JC e-mail 3604, de 23 de Setembro de 2008.
17. Humanos não ficaram na Beríngia por 20 mil anos, diz estudo
Para grupo brasileiro, modelo de povoamento das Américas em três etapas ainda é válido, o problema é saber com precisão as idades de todas migrações
Eduardo Geraque escreve para a “Folha de SP’:
Em se tratando da história da ocupação humana das Américas a discórdia científica está sempre presente. Desta vez, o grande problema é o número de anos que os humanos teriam ficado estacionados na Beríngia -zona atualmente submersa que ligava os continentes asiático e americano.
Para Sandro Bonatto, geneticista da Pontifícia Universidade Católica do Rio Grande do Sul, e seus colaboradores está errado quem defende que os humanos permaneceram uns 20 mil anos estacionados na mesma região, depois de terem deixado a Ásia e antes de migrarem em definitivo para o norte da América do Norte.

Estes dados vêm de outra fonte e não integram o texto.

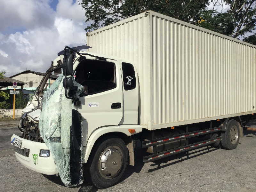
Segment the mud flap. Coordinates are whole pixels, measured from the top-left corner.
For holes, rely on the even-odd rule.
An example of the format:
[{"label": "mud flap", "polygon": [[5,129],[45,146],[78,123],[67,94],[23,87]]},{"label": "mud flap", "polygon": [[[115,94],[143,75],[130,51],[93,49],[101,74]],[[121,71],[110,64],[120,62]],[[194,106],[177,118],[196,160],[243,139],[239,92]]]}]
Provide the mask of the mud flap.
[{"label": "mud flap", "polygon": [[83,182],[83,117],[76,110],[72,109],[72,124],[70,129],[70,177],[71,185]]}]

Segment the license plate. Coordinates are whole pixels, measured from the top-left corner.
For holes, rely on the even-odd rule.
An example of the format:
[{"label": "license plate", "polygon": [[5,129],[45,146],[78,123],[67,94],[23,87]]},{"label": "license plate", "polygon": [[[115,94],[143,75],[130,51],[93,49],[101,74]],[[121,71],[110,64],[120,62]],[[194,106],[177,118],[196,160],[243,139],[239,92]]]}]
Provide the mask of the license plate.
[{"label": "license plate", "polygon": [[22,141],[18,139],[17,138],[14,138],[13,140],[13,141],[12,142],[12,144],[16,147],[18,147],[18,148],[21,148],[21,144],[22,143]]}]

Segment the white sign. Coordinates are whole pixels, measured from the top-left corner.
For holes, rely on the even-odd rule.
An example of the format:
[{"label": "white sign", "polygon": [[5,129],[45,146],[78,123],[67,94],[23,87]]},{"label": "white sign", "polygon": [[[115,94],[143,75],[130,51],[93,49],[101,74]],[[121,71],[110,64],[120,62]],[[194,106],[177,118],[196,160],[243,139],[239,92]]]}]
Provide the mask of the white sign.
[{"label": "white sign", "polygon": [[89,107],[99,107],[100,104],[99,103],[88,103],[88,106]]},{"label": "white sign", "polygon": [[12,88],[17,88],[18,87],[17,86],[17,84],[18,84],[17,82],[13,82],[12,83]]},{"label": "white sign", "polygon": [[15,94],[15,95],[19,95],[20,91],[13,91],[12,90],[10,90],[10,94]]}]

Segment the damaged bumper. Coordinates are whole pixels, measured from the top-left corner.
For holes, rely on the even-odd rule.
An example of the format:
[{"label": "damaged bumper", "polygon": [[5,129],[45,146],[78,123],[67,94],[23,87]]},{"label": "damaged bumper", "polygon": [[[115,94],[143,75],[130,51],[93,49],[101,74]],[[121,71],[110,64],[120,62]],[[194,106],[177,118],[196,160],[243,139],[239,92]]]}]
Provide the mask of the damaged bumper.
[{"label": "damaged bumper", "polygon": [[[14,138],[21,141],[20,148],[15,146],[12,142]],[[48,157],[39,156],[41,149],[49,150],[44,143],[33,141],[13,135],[11,139],[12,145],[14,148],[15,156],[18,160],[28,169],[46,175],[57,173],[56,167],[52,155]]]}]

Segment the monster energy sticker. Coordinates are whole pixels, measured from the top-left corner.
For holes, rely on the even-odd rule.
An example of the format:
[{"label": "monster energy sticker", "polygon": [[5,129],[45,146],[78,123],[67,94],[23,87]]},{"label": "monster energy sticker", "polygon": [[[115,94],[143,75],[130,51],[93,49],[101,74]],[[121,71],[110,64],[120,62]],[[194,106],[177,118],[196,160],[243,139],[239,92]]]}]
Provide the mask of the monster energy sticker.
[{"label": "monster energy sticker", "polygon": [[34,164],[36,165],[37,164],[37,157],[38,155],[37,154],[32,154],[33,155],[33,160],[34,161]]}]

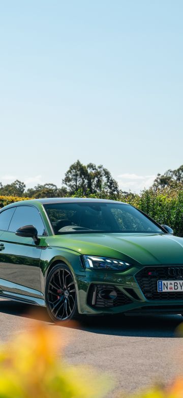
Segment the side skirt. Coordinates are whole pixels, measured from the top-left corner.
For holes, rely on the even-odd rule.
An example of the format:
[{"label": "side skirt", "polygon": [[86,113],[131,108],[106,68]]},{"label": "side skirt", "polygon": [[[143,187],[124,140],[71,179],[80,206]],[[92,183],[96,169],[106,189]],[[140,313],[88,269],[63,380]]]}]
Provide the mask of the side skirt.
[{"label": "side skirt", "polygon": [[17,294],[3,291],[2,292],[0,293],[0,298],[7,298],[9,300],[14,300],[14,301],[18,301],[27,304],[34,304],[36,306],[46,307],[45,300],[43,300],[43,298],[38,298],[37,297],[30,297],[29,296],[23,295],[23,294]]}]

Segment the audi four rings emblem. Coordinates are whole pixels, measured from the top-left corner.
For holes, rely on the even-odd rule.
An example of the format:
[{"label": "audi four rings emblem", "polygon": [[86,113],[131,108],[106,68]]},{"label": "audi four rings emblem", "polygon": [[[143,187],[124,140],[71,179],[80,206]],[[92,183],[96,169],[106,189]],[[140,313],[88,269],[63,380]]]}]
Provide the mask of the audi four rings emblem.
[{"label": "audi four rings emblem", "polygon": [[168,273],[170,277],[183,277],[183,267],[170,267]]}]

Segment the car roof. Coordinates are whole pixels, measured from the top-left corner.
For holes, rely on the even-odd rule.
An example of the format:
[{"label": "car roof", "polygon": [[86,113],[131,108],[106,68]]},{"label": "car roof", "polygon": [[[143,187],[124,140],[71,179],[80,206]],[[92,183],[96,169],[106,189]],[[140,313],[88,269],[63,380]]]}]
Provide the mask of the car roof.
[{"label": "car roof", "polygon": [[124,205],[128,205],[128,203],[125,203],[119,201],[111,201],[108,199],[97,199],[90,197],[44,197],[40,199],[29,199],[25,201],[21,201],[20,202],[16,202],[11,203],[6,206],[0,208],[0,212],[5,208],[12,207],[19,205],[36,205],[39,206],[39,204],[41,205],[50,205],[54,203],[74,203],[76,202],[90,202],[90,203],[122,203]]},{"label": "car roof", "polygon": [[[108,199],[97,199],[90,197],[47,197],[42,199],[34,199],[34,202],[39,202],[42,205],[49,205],[54,203],[70,203],[72,202],[103,202],[109,203],[124,203],[118,201],[111,201]],[[32,201],[33,201],[33,200]],[[124,205],[127,204],[124,203]]]}]

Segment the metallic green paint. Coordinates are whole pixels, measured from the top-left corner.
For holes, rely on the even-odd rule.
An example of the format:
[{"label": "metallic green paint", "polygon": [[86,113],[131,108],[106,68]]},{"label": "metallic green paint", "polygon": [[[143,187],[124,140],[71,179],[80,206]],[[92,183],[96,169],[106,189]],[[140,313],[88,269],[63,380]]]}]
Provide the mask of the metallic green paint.
[{"label": "metallic green paint", "polygon": [[[0,294],[15,300],[45,305],[46,278],[58,262],[70,268],[76,284],[79,312],[82,314],[116,313],[153,305],[182,305],[183,300],[147,300],[135,279],[135,274],[147,265],[181,265],[183,266],[183,239],[168,234],[87,233],[54,235],[41,201],[30,200],[9,205],[32,205],[39,210],[47,236],[40,237],[39,245],[33,239],[0,231]],[[1,209],[2,211],[3,209]],[[0,212],[1,214],[1,212]],[[23,226],[20,226],[22,227]],[[132,264],[123,272],[85,269],[81,255],[123,260]],[[131,298],[132,303],[103,309],[87,303],[91,284],[113,285]],[[125,290],[131,288],[136,298]],[[183,311],[182,311],[183,312]]]}]

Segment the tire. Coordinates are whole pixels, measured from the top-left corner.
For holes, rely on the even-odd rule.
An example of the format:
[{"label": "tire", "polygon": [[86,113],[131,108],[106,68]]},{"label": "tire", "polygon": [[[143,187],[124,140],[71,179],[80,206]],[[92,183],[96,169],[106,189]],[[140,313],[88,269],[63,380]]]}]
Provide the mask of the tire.
[{"label": "tire", "polygon": [[78,317],[76,285],[65,264],[57,264],[48,274],[45,301],[48,314],[54,322],[66,322]]}]

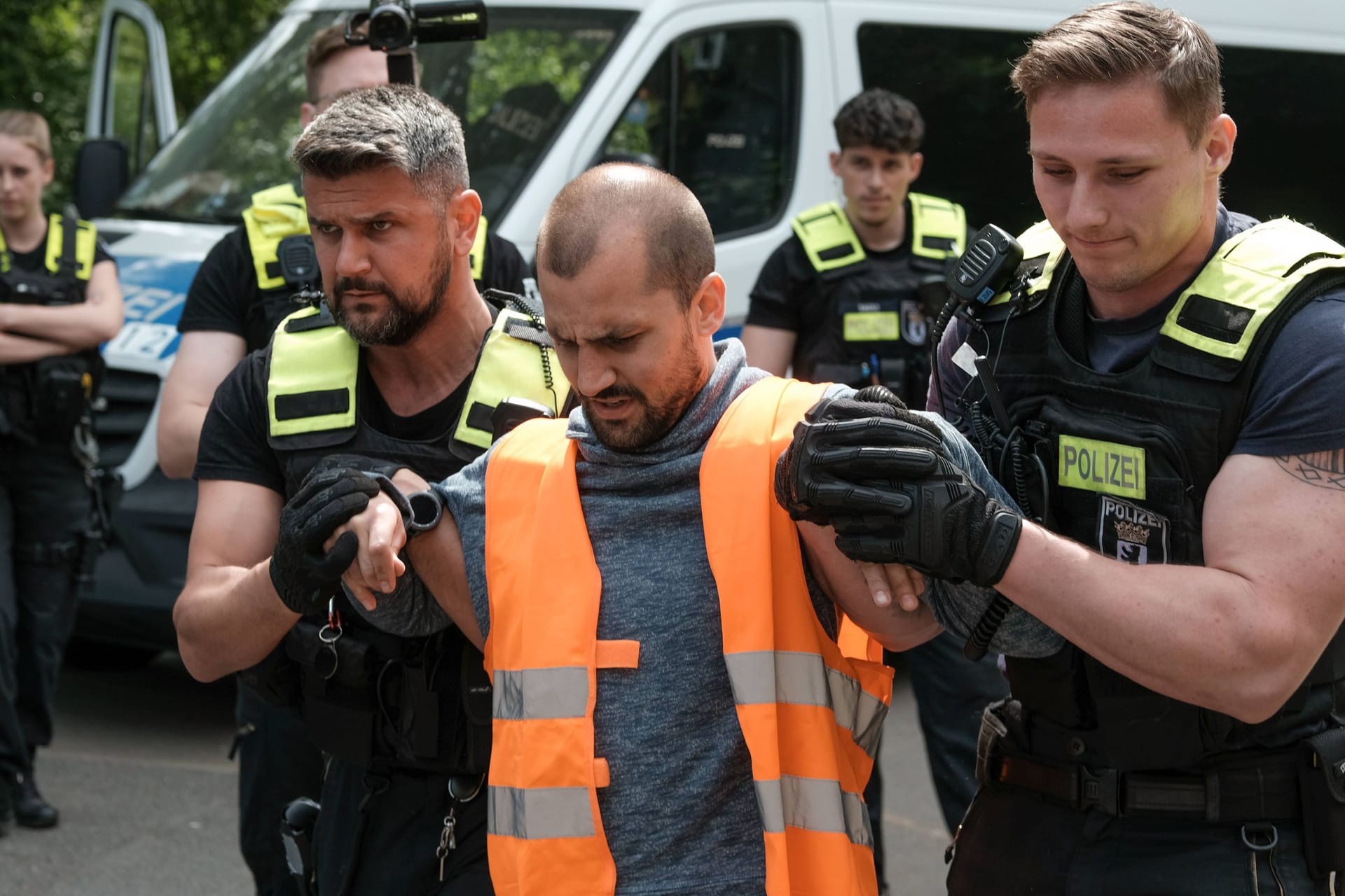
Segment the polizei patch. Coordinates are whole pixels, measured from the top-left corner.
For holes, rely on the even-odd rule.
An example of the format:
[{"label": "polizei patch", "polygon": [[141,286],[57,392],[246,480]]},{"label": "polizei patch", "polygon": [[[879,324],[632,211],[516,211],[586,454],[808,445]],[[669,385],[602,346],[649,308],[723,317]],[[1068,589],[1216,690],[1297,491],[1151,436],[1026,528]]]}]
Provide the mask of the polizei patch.
[{"label": "polizei patch", "polygon": [[1098,498],[1098,549],[1126,563],[1167,563],[1167,517],[1138,504]]}]

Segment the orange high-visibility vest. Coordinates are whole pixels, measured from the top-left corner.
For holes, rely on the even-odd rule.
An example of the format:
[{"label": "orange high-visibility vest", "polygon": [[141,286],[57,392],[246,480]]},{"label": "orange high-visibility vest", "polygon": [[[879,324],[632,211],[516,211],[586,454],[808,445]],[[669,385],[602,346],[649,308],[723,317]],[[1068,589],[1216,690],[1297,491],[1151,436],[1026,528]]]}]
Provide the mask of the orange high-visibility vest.
[{"label": "orange high-visibility vest", "polygon": [[[826,635],[798,529],[772,488],[794,424],[823,390],[756,383],[725,412],[701,461],[705,544],[725,672],[752,758],[769,896],[877,895],[861,794],[892,670],[845,657]],[[565,420],[518,427],[486,470],[486,668],[495,684],[488,845],[500,896],[609,896],[616,888],[597,803],[609,770],[593,755],[593,704],[597,670],[638,668],[640,645],[597,639],[603,579],[580,506],[577,445],[565,429]],[[668,783],[648,782],[651,798]]]}]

"Hoje nós sabemos, via dados genéticos, que eles ficaram um tempo parados na Beríngia. Mas só dá para dizer que isso foi por mais de 5 mil anos", disse Bonatto à Folha. O cientista explicitou sua desconfiança em apresentação feita no 54º Congresso Brasileiro de Genética, realizado na semana passada em Salvador (BA).
Segundo o grupo gaúcho, que também publicou um artigo sobre o mesmo tema na revista científica "PLoS One" do dia 17 de setembro, isso não invalida o modelo de ocupação das Américas conhecido no meio científico como o do de três estágios. Porém, ainda faltam dados para que todas as datas das migrações sejam estabelecidas.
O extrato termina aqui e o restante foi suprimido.